Sometimes, accepting that you've done something wrong is all that you can do. No matter what, you can never go back and change the choices you've made. You will always, always be held accountable. This I learned when I became my own person. Sure, of course, "technically" I have always been my own person. But I am my own, in a different way now. The choices I've made lately seem so huge. I live so, so far away from the place I lived for 17 years. I chose this place to be alone, to be far away from everyone I know. And that's basically what I got. 

Is it everything I expected it to be? Is ANYTHING ever what you expect it to be? My guess is no.

I have experienced a rude awakening.
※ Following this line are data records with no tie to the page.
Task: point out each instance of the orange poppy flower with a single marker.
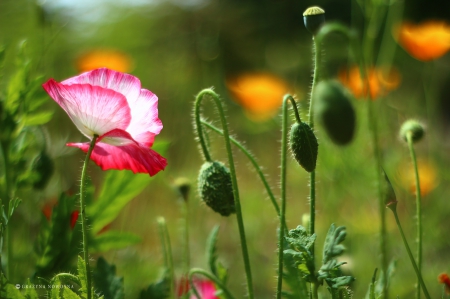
(261, 94)
(110, 59)
(380, 82)
(427, 176)
(425, 41)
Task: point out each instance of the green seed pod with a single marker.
(413, 127)
(215, 188)
(43, 166)
(304, 145)
(335, 111)
(314, 17)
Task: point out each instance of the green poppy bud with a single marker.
(44, 167)
(304, 145)
(215, 188)
(314, 17)
(335, 111)
(414, 128)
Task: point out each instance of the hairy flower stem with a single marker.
(167, 252)
(312, 175)
(283, 188)
(418, 208)
(83, 218)
(211, 277)
(413, 262)
(237, 202)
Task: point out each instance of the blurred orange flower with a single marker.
(261, 94)
(112, 59)
(427, 175)
(425, 41)
(380, 81)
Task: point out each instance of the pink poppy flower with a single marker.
(113, 106)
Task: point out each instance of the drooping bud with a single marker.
(215, 188)
(414, 128)
(314, 17)
(43, 166)
(304, 145)
(335, 111)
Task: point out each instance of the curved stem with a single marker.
(211, 277)
(413, 262)
(254, 163)
(83, 218)
(418, 207)
(237, 202)
(167, 251)
(283, 188)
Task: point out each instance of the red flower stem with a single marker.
(211, 277)
(237, 202)
(83, 218)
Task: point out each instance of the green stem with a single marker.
(254, 163)
(413, 262)
(167, 251)
(211, 277)
(283, 187)
(237, 202)
(83, 217)
(418, 208)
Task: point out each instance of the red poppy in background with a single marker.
(380, 82)
(425, 41)
(261, 94)
(111, 59)
(113, 106)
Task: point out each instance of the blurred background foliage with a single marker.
(177, 48)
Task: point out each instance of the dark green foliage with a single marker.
(304, 145)
(215, 188)
(330, 270)
(300, 243)
(157, 290)
(214, 265)
(335, 111)
(106, 281)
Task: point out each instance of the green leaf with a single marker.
(106, 281)
(36, 119)
(82, 275)
(7, 290)
(119, 187)
(157, 290)
(30, 292)
(113, 240)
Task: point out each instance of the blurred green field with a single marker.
(177, 48)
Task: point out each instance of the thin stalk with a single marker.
(211, 277)
(237, 201)
(283, 188)
(413, 262)
(167, 251)
(83, 218)
(254, 163)
(418, 208)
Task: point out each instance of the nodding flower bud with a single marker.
(183, 186)
(414, 128)
(304, 145)
(335, 111)
(314, 17)
(43, 166)
(215, 188)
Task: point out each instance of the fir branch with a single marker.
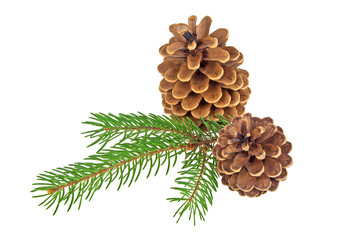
(129, 126)
(143, 142)
(123, 162)
(197, 182)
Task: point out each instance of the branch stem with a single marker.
(204, 150)
(150, 128)
(188, 146)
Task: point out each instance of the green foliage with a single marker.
(130, 144)
(196, 183)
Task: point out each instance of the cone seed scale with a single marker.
(253, 155)
(200, 73)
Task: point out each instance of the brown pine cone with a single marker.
(252, 155)
(200, 73)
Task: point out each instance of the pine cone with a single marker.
(252, 155)
(200, 73)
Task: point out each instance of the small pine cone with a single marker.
(200, 74)
(252, 155)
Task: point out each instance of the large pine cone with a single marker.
(200, 73)
(252, 155)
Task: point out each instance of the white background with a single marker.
(61, 60)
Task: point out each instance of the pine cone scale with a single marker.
(255, 152)
(209, 67)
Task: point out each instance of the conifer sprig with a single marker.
(138, 142)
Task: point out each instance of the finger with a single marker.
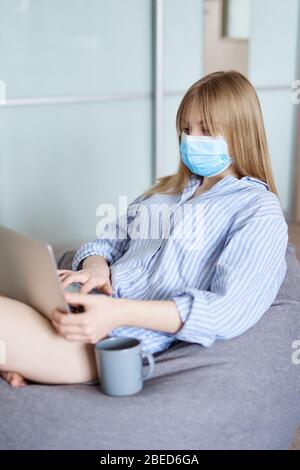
(62, 271)
(107, 288)
(88, 286)
(75, 277)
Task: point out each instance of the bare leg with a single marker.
(11, 377)
(36, 352)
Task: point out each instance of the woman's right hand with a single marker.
(94, 275)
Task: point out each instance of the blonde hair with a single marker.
(228, 105)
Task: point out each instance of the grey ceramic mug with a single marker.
(120, 365)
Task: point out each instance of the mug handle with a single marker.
(151, 361)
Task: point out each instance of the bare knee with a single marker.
(31, 346)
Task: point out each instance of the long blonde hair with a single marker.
(228, 105)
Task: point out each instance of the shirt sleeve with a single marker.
(246, 280)
(113, 246)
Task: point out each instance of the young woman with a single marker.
(213, 285)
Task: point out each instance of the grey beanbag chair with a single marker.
(237, 394)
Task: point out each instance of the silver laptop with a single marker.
(28, 273)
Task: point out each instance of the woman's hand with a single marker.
(101, 315)
(95, 274)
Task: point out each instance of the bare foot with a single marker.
(13, 378)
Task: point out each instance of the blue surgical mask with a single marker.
(205, 155)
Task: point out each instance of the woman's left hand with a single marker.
(100, 316)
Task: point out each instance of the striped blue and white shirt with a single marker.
(222, 281)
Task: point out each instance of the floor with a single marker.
(294, 237)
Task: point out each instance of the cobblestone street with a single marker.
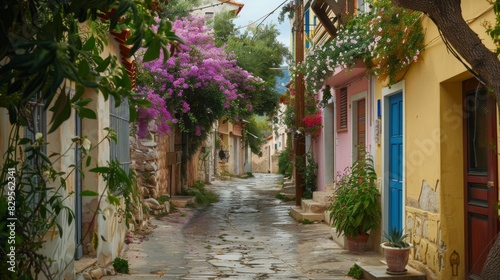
(248, 234)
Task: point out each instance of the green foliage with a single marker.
(41, 204)
(396, 238)
(285, 165)
(254, 43)
(356, 272)
(356, 209)
(387, 40)
(223, 28)
(309, 175)
(47, 44)
(120, 265)
(282, 197)
(256, 131)
(178, 8)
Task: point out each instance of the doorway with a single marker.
(395, 162)
(480, 171)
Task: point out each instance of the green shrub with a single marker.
(120, 265)
(285, 165)
(356, 272)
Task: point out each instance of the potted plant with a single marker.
(355, 209)
(396, 251)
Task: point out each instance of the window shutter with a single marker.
(342, 109)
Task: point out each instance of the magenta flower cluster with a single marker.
(198, 67)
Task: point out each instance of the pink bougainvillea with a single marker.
(199, 84)
(313, 124)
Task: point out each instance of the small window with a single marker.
(342, 109)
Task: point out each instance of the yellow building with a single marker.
(449, 157)
(436, 136)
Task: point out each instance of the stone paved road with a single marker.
(248, 234)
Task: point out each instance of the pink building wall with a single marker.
(341, 146)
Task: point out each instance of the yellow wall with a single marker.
(434, 150)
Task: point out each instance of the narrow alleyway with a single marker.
(248, 234)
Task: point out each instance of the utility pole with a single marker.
(299, 139)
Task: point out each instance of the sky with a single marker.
(256, 10)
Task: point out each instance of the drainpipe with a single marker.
(299, 140)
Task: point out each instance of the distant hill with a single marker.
(282, 81)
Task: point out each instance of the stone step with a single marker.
(181, 201)
(309, 205)
(378, 271)
(340, 240)
(299, 215)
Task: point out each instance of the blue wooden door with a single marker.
(396, 161)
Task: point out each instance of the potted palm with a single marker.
(396, 251)
(355, 209)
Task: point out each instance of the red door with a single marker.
(481, 190)
(360, 140)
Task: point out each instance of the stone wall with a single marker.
(423, 225)
(145, 162)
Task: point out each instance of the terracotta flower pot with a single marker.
(396, 258)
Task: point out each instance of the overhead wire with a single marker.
(264, 17)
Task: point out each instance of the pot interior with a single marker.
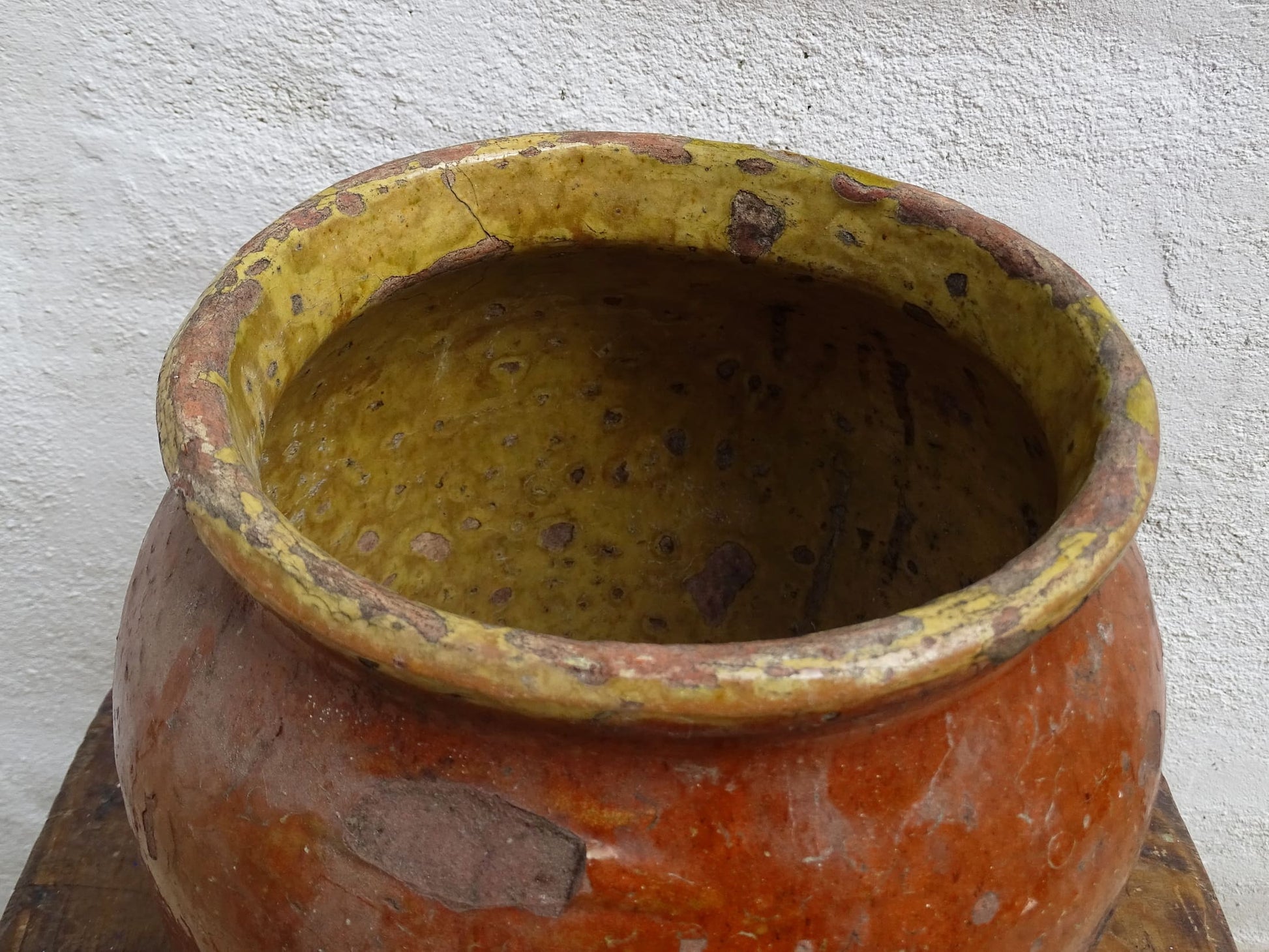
(650, 446)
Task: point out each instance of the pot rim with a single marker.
(732, 685)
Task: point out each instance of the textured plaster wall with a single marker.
(142, 141)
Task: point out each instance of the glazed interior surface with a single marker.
(614, 443)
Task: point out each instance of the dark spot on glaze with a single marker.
(432, 546)
(466, 848)
(558, 537)
(899, 375)
(899, 532)
(803, 556)
(725, 454)
(713, 589)
(147, 826)
(920, 315)
(754, 226)
(664, 149)
(350, 203)
(400, 285)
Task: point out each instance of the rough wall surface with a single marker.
(143, 141)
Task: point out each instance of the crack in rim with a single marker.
(810, 677)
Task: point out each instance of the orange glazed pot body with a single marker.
(763, 721)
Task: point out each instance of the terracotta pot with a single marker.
(819, 488)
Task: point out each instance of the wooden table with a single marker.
(85, 890)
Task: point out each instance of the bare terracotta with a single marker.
(672, 546)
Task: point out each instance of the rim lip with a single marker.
(859, 666)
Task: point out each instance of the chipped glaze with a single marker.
(974, 771)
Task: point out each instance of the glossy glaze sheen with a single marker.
(1004, 815)
(312, 760)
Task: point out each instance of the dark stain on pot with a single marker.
(350, 203)
(1154, 743)
(466, 848)
(755, 166)
(147, 826)
(779, 332)
(558, 537)
(1017, 256)
(664, 149)
(920, 315)
(754, 228)
(899, 375)
(726, 571)
(725, 454)
(899, 532)
(398, 285)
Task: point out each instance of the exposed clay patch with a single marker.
(400, 166)
(985, 909)
(754, 228)
(466, 848)
(558, 537)
(432, 546)
(350, 203)
(755, 166)
(486, 248)
(1017, 256)
(664, 149)
(726, 571)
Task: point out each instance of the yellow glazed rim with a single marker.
(331, 257)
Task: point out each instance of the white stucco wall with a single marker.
(141, 141)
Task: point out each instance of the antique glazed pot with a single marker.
(603, 541)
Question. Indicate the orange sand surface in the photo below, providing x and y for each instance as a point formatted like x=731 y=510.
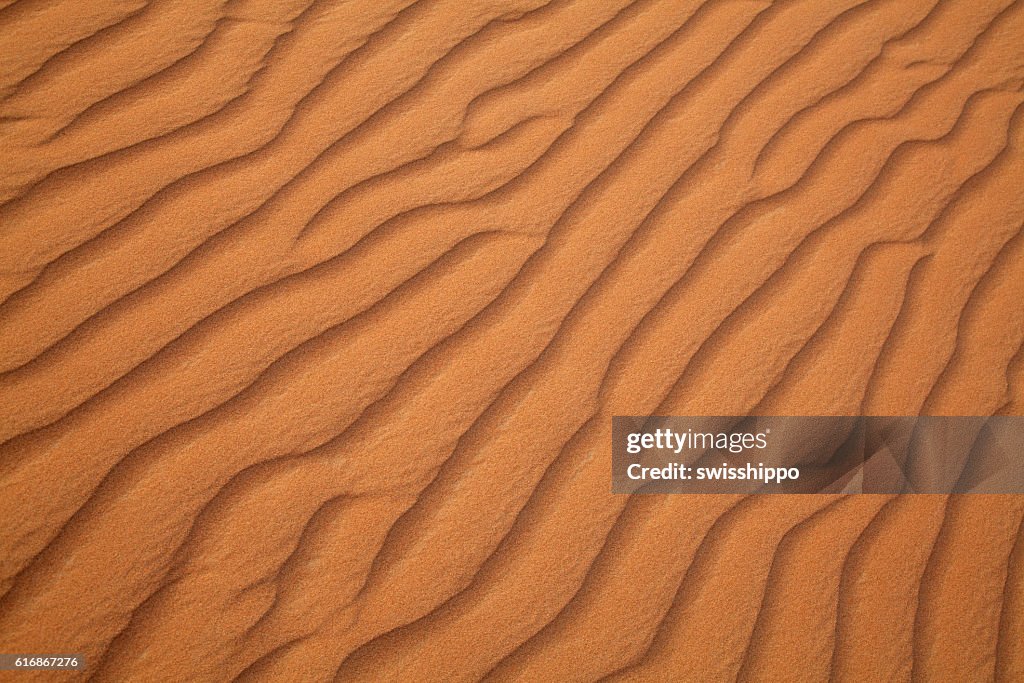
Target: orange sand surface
x=315 y=313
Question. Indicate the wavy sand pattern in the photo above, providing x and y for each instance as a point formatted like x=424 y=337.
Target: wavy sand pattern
x=315 y=312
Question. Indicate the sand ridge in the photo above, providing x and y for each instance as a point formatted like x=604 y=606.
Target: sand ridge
x=314 y=314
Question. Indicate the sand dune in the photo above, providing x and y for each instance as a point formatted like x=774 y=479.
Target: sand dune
x=315 y=314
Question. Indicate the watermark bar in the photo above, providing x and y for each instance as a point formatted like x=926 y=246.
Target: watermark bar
x=817 y=455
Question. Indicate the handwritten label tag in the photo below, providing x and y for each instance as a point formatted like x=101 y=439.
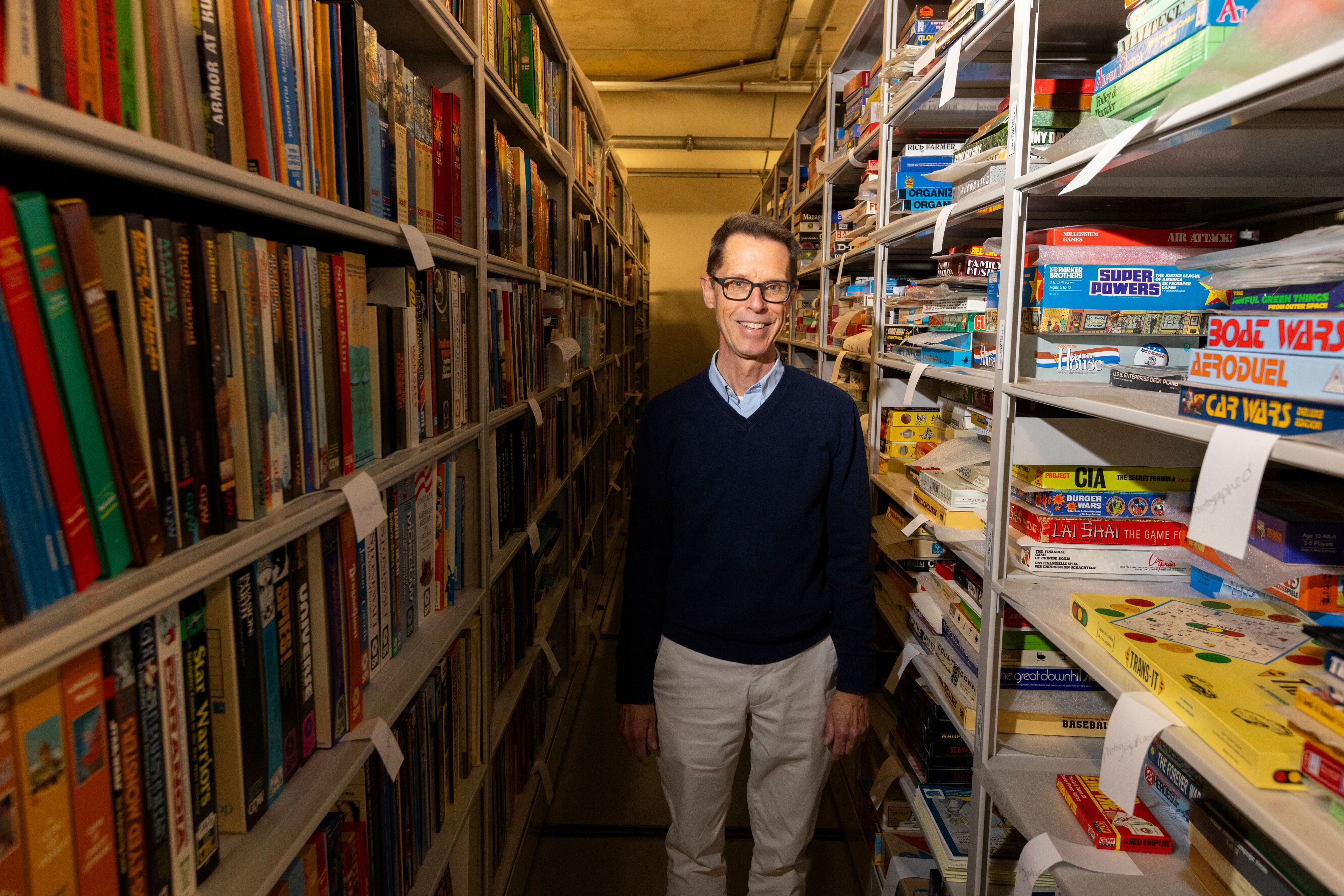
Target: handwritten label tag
x=1139 y=717
x=546 y=779
x=913 y=382
x=888 y=774
x=366 y=504
x=915 y=524
x=384 y=741
x=1104 y=156
x=1043 y=852
x=1229 y=484
x=949 y=73
x=420 y=248
x=550 y=656
x=908 y=653
x=940 y=227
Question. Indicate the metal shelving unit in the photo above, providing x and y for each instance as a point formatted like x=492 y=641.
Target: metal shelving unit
x=58 y=150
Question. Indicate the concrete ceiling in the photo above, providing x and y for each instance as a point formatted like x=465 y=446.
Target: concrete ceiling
x=662 y=40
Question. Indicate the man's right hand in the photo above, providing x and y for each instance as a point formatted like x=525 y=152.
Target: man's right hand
x=640 y=730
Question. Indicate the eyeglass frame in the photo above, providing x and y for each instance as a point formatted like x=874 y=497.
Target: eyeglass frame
x=792 y=285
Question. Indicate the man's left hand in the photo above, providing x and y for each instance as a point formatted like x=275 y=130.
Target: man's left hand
x=847 y=719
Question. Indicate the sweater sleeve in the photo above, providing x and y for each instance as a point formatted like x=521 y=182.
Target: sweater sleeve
x=648 y=555
x=848 y=577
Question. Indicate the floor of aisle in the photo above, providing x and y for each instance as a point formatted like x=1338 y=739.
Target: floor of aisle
x=604 y=831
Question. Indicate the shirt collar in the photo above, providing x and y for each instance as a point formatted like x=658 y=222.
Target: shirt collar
x=764 y=385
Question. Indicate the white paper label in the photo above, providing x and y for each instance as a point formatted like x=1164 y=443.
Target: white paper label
x=835 y=371
x=1139 y=717
x=915 y=524
x=941 y=227
x=889 y=771
x=420 y=248
x=1229 y=484
x=915 y=381
x=949 y=73
x=569 y=347
x=908 y=653
x=550 y=656
x=366 y=504
x=546 y=779
x=1104 y=158
x=378 y=733
x=1043 y=852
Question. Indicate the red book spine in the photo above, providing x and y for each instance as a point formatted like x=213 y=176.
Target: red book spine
x=441 y=209
x=454 y=121
x=1323 y=768
x=358 y=667
x=46 y=402
x=347 y=425
x=1051 y=530
x=108 y=61
x=70 y=51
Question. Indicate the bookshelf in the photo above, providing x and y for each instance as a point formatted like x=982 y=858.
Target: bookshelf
x=1270 y=167
x=61 y=152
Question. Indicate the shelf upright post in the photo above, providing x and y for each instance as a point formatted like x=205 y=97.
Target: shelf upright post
x=1022 y=88
x=890 y=25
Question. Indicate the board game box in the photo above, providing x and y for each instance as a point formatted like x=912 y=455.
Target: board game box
x=1107 y=824
x=1219 y=665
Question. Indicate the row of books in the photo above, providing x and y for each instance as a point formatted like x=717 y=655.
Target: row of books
x=295 y=91
x=514 y=49
x=120 y=770
x=522 y=219
x=205 y=378
x=374 y=840
x=525 y=320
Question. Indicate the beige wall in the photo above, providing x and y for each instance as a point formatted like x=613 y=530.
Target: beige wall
x=680 y=216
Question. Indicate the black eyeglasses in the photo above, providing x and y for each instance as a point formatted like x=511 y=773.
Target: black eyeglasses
x=738 y=289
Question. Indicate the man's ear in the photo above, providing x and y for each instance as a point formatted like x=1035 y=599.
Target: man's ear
x=707 y=291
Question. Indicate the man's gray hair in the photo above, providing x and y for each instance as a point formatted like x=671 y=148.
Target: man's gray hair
x=749 y=225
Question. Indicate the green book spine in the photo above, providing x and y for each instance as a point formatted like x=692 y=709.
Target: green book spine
x=30 y=211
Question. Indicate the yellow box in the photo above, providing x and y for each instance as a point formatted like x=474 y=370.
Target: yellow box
x=934 y=510
x=1219 y=665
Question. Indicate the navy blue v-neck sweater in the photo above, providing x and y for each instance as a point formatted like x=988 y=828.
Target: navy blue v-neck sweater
x=749 y=536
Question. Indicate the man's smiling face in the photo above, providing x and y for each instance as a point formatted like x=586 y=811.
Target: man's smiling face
x=748 y=328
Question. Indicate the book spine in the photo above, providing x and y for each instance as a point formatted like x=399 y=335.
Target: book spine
x=30 y=346
x=144 y=640
x=124 y=754
x=300 y=587
x=89 y=778
x=332 y=584
x=288 y=663
x=195 y=652
x=275 y=738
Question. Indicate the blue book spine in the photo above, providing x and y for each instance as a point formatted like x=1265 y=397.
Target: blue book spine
x=264 y=77
x=339 y=112
x=21 y=499
x=265 y=576
x=299 y=264
x=288 y=92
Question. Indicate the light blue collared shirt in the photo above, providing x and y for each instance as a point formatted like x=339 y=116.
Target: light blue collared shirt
x=757 y=393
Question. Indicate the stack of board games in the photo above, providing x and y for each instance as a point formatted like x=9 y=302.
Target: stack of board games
x=1219 y=665
x=1166 y=42
x=1108 y=825
x=1100 y=520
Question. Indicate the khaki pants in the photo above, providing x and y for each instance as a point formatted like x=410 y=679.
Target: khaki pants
x=704 y=707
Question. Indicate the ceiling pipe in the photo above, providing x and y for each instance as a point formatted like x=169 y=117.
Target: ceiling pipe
x=689 y=143
x=680 y=86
And quite honestly, I just want to come home. I want to lay in my OWN bed. Not the shitty twin bed with a 4 inch foamie for a mattress. I want to wake up to the sound of Harlow running around the house, and watching wonder pets on maximum volume. Not the sound of my alarm, waking my up for my stupid english class. I want to see my Dad, and Sean. I want to laugh with them about everything and anything. I want to be with my friends, the ones that understand me. The ones I can be myself around. 

I miss everything, maybe I won't soon. But this is how I feel right now. And I'm upset about it. I guess it happens to everyone they move away from home.

1 comment:

  1. Sometimes it does (it happened to me, too). No matter how much you want to get away, you are still changing your entire EVERYTHING and that takes some getting used to.

    Stick with it. It'll be worth it.